Article paru dans Le Télégramme du 19/10/76

 

On ne peut qu'applaudir aux efforts entrepris par Mme Simone Weil, ministre de la Santé, pour lutter contre le tabagisme. Quel rapport, me direz-vous, avec la Marine? Il y en a plus qu'il n'en faut.

D'abord, si le tabac est dangereux d'une façon générale, il l'est encore plus dans les espaces confinés des navires, et surtout lorsque l'air y est conditionné, ce qui se trouve de plus en plus en plus fréquemment. Alors, la nicotine excitante, l'oxyde de carbone toxique, les carbures polycycliques et particulièrement le 3-4 benzopyrène cancérigène ne sont plus, comme en plein air, réservés au seul fumeur: ils sont inlassablement distribués et redistribués à tous en circuit fermé; on n'arrête pas le progrès.

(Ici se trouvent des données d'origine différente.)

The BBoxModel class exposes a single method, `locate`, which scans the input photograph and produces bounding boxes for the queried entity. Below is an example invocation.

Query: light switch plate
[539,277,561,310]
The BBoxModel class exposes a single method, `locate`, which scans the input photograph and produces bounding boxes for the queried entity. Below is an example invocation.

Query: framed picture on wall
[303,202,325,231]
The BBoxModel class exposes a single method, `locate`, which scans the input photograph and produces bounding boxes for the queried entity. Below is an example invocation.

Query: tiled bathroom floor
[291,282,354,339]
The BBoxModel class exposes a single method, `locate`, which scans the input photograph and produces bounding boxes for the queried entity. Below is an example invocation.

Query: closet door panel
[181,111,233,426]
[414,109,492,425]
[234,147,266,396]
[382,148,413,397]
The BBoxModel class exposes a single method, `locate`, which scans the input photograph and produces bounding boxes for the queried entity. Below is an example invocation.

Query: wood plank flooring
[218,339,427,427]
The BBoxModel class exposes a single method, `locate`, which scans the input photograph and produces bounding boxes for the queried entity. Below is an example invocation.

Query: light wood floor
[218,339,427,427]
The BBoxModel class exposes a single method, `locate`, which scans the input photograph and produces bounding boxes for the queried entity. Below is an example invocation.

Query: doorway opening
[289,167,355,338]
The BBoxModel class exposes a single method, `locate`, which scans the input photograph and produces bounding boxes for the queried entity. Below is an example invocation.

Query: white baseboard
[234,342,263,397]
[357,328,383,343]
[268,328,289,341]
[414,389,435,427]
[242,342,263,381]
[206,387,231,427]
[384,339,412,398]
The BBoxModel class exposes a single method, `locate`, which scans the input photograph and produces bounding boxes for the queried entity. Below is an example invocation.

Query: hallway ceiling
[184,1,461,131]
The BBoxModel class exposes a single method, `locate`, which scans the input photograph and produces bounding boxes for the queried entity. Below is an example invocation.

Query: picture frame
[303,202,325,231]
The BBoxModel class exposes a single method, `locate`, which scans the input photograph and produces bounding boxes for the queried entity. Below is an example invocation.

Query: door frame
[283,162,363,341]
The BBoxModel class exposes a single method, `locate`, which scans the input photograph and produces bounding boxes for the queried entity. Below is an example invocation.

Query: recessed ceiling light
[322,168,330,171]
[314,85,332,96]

Sur les passerelles, autre désagrément. Combien de quarts de nuit où l'on est brusquement ébloui par un fumeur insouciant ou maladroit? C'est une chose si courante et si fâcheuse, que l'excellent Guide de conduite des bâtiments pour la mer, édité par Centre d'entraînement de la Flotte, y consacre un article particulier des consignes générales pour l'officier chef de quart : celui-ci "interdit qu'on allume de nuit, sur la passerelle ou à proximité, toute lumière blanche, briquet ou allumette". Facile à écrire, moins facile à appliquer, à moins d'interdire purement et simplement de fumer à la passerelle.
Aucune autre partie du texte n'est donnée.